Spirals, Rather than Circles...

Sometimes I feel as if I am reading and participating in the same conversations about theology and the Bible and the future of the church and sexuality and gender I’ve been reading and participating in for years now. It’s as if we are going in circles. 

And we are. It seems to me this is how life works, how growth happens. Not in a straight line, not in ups and downs, but in a spiral, that goes forward and in circles at the same time. These conversations are signs of growth. They often mean that more people are joining in and thinking out loud. 

And, while I may have made up my mind about some of these issues, and I’m not particularly interested in rehashing them, I understand that others are. Talking about issues is often part of the process we go through as our ideas and beliefs change.

We are all at different places in our understanding. I sometimes have little patience for people who do not agree with me about things I feel strongly about, and then I remember that everyone isn’t at the same place (and, also, of course, that I could be wrong about a lot of things). We pull each other up and along. We broaden each other’s understandings; we help each other when we go off track. We repeat our beliefs and ask our questions again and again. We have to, because there are so many of us speaking and changing and growing all at once.

At the same time, partially because the Internet makes everything accessible to just about everyone, we’re having many of these conversations in public. The people who are, for example, changing their beliefs about sexuality or women in the priesthood may want to think and write about their evolving thoughts, while others are tired of hearing about this, and may even find it painful.
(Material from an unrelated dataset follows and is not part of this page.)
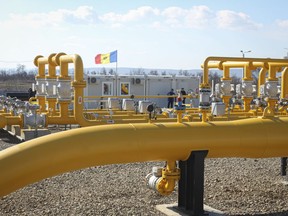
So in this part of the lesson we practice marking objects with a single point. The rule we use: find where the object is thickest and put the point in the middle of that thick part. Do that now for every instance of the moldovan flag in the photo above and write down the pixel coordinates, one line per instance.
(106, 58)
Ideally, we’d hash out our thoughts and ask our questions in our local community rather than in public. It’s there, face-to-face, where real relationships and contact can help us see the issues and each other with compassion (I recognize that sometimes, of course, we have to cut ties, especially those who have been ostracized and hurt by the community). 

A parish or any community is going to include people in different places in their faith. There is room for all of us. This doesn’t mean a community can’t take a stand or that we have to compromise our beliefs, it just means having a little patience with and a lot of love for each other.